One of the things I pondered during my hour reading the BCP was the ‘Catechism’. The Catechism is a series of basic beliefs that people had to learn before they were confirmed. There are various Catechisms as far as I understand things, but the one from the BCP is on this page on this jolly good site about the BCP.
The instructions given for use of the Catechism are thus:
The Curate of every Parish shall diligently upon Sundays and Holy-days, after the second Lesson at Evening Prayer, openly in the Church instruct and examine so many Children of his Parish sent unto him, as he shall think convenient, in some Part of this Catechism.
And all Fathers, Mothers, Masters, and Dames, shall cause their Children, Servants, and Prentices (which have not learned their Catechism,) to come to the Church at the time appointed, and obediently to hear, and be ordered by the Curate, until such time as they have learned all that is here appointed for them to learn.
So soon as children are come to a competent age, and can say, in their Mother Tongue, the Creed, the Lord’s Prayer, and the Ten Commandments; and also can answer to the other questions of this short Catechism; they shall be brought to the Bishop. And every one shall have a Godfather, or a Godmother, as a witness of their Confirmation.
And whensoever the Bishop shall give knowledge for Children to be brought unto him for their Confirmation, the Curate of every Parish shall either bring, or send in writing, with his hand subscribed thereunto, the names of all such persons within his Parish, as he shall think fit to be presented to the Bishop to be confirmed. And, if the Bishop approve of them, he shall confirm them in manner following.

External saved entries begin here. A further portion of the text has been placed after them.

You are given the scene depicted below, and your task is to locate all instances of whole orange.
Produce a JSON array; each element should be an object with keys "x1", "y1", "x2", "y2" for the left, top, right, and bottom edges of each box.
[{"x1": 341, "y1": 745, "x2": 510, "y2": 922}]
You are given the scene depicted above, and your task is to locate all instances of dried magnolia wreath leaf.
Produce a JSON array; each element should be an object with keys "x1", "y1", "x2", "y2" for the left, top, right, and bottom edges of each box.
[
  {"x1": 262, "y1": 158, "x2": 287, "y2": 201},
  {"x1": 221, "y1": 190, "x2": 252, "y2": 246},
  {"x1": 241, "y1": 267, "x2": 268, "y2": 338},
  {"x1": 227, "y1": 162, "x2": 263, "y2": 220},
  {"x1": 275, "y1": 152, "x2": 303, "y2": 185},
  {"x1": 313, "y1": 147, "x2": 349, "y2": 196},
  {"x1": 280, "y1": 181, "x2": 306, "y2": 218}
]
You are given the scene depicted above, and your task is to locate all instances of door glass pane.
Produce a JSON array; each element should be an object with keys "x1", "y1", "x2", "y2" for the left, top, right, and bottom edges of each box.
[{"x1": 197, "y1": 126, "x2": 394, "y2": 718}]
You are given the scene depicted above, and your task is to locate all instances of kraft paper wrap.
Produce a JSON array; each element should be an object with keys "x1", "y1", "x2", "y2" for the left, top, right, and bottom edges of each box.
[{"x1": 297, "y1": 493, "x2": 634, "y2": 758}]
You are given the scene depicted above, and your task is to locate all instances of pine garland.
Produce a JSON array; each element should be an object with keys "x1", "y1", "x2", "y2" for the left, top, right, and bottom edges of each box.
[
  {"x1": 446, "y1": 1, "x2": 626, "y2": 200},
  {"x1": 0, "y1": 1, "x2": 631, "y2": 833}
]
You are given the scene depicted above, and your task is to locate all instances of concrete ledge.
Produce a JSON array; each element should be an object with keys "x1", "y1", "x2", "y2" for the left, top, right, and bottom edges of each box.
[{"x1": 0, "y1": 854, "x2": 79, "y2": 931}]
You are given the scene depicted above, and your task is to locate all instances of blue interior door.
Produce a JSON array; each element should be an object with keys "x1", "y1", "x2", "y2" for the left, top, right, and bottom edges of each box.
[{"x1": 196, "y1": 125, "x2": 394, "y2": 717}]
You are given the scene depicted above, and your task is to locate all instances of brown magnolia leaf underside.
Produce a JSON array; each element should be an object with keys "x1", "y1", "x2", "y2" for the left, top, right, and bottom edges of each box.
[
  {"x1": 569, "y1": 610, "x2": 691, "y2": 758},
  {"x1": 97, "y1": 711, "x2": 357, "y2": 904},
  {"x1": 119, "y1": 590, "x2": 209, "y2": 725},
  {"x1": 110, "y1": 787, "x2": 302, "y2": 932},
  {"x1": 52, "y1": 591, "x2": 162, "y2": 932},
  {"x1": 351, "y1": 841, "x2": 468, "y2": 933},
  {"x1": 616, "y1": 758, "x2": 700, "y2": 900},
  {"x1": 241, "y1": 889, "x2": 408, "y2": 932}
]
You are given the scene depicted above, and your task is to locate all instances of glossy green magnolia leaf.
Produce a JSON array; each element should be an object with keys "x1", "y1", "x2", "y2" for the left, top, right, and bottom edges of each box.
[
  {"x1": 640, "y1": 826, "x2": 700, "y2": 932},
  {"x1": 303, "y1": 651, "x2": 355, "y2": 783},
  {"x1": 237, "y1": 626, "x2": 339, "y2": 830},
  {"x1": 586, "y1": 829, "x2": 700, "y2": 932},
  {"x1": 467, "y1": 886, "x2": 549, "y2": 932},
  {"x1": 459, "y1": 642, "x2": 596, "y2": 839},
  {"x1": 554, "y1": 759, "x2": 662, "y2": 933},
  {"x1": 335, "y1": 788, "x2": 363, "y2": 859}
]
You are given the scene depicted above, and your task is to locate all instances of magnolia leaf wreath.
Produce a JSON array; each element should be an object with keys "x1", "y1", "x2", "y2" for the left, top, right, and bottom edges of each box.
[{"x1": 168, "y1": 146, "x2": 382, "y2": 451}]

What a good idea. Why don’t we do this sort of thing these days? Perhaps we do, I don’t know.
It does sound a bit tricky though. I probably wouldn’t be confirmed yet if such standards were insisted upon these days as my memory is flaky. I’d still be diligently going along upon Sundays and Holy-days after the second Lesson at Evening Prayer for instruction by the Curate.
Perhaps a more practical test would be better for those whose memories are not sound. Those who opted for the hands-on test would, on the day of the confirmation, have to demonstrate before the Bishop and the congregation that they could perform an ecclesiastical task. Updating a page on the church website, carrying a candle with due reverence or removing the cling film from a selection of ‘bring and share lunch’ items should do it. The congregation would ‘mark’ each task by cheering or booing. Successful candidates would be confirmed there and then, whilst the failures would have to go away and learn to do something else.
Of course some people are not good at exams, be they academic or practical. Perhaps those individuals should be made to complete some coursework over a period of time. Develop a portfolio demonstrating a range of core competencies.
To be honest I’m just making it up now and talking rubbish.
If you have any better ideas feel free to post them in writing, with your hand subscribed thereunto, in the comments.